どうも三山純です。
三山純が考える
食薬ビジネスについて
厚労省医薬食品局は、局長通知「医薬品の範囲に関する基準の一部改正について」を各都道府県知事等に通達、いわゆる食薬区分を改正した。今回の改正で、非医薬品(医薬品的効能効果を標榜しない限り医薬品と判断しない成分本質リスト)に入った成分は、植物由来ではシャタバリ(地下部)、トウキ(オニノダケ/カラトウキ)(葉)、フーディア・ゴードニー(地上部)、ボタンボウフウ(根、根茎)の4種類と、化学物質等では、オロト酸(フリー体、カリウム塩、マグネシウム塩に限る)の1種類の合計5種類である。一方、これまで、非医薬品であった植物由来等のウィザニア(アシュワガンダ)(全草)は専ら医薬品として使用される成分本質リストに追加され、非医薬品リストから削除された。また、新たにシッサス・クアドラングラリス(ヒスイカク)(全草)、化学物質等のマグノフロリンも非医薬品となった。

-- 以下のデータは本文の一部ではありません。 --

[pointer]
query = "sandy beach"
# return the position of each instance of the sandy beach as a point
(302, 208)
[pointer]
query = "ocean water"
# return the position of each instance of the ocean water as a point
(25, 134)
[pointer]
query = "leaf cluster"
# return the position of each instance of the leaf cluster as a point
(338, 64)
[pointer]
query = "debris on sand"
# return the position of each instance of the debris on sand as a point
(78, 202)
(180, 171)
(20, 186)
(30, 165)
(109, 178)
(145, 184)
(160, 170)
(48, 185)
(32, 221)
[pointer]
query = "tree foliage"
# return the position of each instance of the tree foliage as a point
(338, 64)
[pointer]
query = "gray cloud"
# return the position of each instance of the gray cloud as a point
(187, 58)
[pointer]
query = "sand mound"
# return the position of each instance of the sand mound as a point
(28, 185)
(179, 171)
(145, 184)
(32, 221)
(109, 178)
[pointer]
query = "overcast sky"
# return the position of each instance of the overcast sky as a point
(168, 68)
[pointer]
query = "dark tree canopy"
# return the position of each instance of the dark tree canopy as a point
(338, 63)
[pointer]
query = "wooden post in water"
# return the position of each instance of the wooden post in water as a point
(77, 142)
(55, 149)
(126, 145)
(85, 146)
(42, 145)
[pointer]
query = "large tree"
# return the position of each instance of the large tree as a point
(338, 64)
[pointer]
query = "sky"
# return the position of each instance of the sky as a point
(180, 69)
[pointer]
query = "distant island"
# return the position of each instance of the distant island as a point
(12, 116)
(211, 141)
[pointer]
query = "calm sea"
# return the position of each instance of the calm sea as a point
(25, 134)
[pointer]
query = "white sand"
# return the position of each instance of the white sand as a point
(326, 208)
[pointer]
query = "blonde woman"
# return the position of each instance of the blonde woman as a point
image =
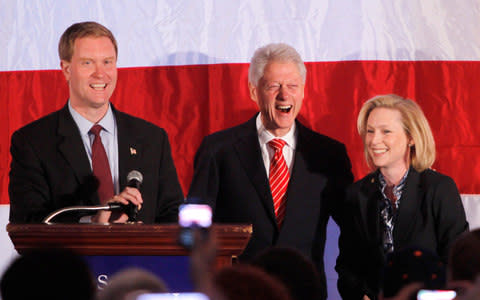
(403, 202)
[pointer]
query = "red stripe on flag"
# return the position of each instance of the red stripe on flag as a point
(192, 101)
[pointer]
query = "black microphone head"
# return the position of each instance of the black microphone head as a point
(135, 175)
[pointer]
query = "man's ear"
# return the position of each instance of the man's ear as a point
(253, 92)
(65, 66)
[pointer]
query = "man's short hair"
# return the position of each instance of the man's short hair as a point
(81, 30)
(274, 53)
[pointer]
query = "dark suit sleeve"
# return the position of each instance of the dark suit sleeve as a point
(340, 178)
(449, 215)
(350, 265)
(170, 194)
(205, 182)
(28, 187)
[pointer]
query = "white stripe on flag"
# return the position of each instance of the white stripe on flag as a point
(156, 33)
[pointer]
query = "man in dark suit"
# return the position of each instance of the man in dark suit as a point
(54, 159)
(235, 169)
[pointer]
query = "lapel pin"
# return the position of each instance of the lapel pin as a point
(133, 151)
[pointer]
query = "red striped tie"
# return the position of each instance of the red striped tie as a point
(100, 166)
(278, 178)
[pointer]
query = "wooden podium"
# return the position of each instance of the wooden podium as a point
(125, 239)
(109, 248)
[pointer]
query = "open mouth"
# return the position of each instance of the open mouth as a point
(379, 151)
(284, 108)
(98, 86)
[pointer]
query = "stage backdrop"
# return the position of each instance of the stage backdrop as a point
(183, 66)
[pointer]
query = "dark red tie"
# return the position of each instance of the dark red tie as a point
(100, 166)
(278, 178)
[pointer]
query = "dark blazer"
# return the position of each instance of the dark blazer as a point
(230, 176)
(50, 169)
(430, 216)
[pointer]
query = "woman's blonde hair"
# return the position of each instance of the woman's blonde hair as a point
(415, 124)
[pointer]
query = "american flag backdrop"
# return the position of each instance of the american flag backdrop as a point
(183, 65)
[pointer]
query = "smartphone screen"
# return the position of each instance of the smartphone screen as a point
(173, 296)
(193, 217)
(199, 215)
(436, 295)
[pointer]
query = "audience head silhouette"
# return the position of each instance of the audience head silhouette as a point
(48, 274)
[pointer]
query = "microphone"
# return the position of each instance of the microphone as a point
(109, 206)
(134, 179)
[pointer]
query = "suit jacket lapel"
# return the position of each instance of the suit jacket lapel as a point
(70, 145)
(248, 151)
(408, 208)
(129, 147)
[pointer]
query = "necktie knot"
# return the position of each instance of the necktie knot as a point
(100, 166)
(277, 144)
(95, 130)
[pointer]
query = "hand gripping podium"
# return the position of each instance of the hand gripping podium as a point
(109, 248)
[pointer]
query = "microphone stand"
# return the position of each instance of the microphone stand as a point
(109, 206)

まず、非医薬品になったフーディア・ゴードニーは、すでに健康食品として販売されている。食欲抑制成分が知られており、ダイエット素材として使用されてきた。以前は、専ら医薬品に入っていたことから、業界でもフーディア・ゴードニーの取扱いを止めるかどうか検討する企業もあった。一時期米国ではダイエットサプリメントに必ず配合され市場を席巻していたこともあり、今後の日本のダイエット食品市場でも大きな期待が持てる健康成分である。
ボタンボウフウは、今回の根、根茎に、以前から非医薬品になっている茎、葉などを加えて、4つの部位が非医薬品リストに入った。沖縄ではボタンボウフウのことを長命草とも呼び、ビタミンAやE、B群、食物繊維等が豊富であるため、ケール等とともにその葉が青汁に配合されたり、サプリメントとしても売られている。根と根茎が利用されることで健康志向食品に向けて開発の広がりが予想されている。大腸がん抑制作用等が琉球大学で研究されているほか、動脈硬化予防作用、血管拡張作用、排尿障害改善作用等が報告されている。シャタバリも広く販売されているアーユルヴェーダ系のハーブ素材で、妊婦など女性向け強壮剤のような働きを期待して利用されている。化学物質等に入ったオロト酸は海外で売られている。1~2年後に市場に登場するものと思われ、楽しみな素材である。
一方、ウィザニア(アシュワガンダ)は、アーユルヴェーダ素材として知られているが、非医薬品リストに移ったため、健康食品としては使用できなくなった。改正案で公示され、今回公表されたパブコメでは、ウィザニア(アシュワガンダ)に対する意見が多くあり、問題成分である「ウィザフェリンA」は科学的に毒性は高くないという主張が目立った。厚労省の見解は「毒性の強いwithaferinAは根、葉だけでなく、他の部位にも含まれる成分であることから、“判断基準”に基づき、全草を“専ら医薬品として使用される成分本質”と判断」したと述べている。パブコメにはシャタバリやフーディア・ゴードニーに対することも書かれており、こちらは救済されたことになる。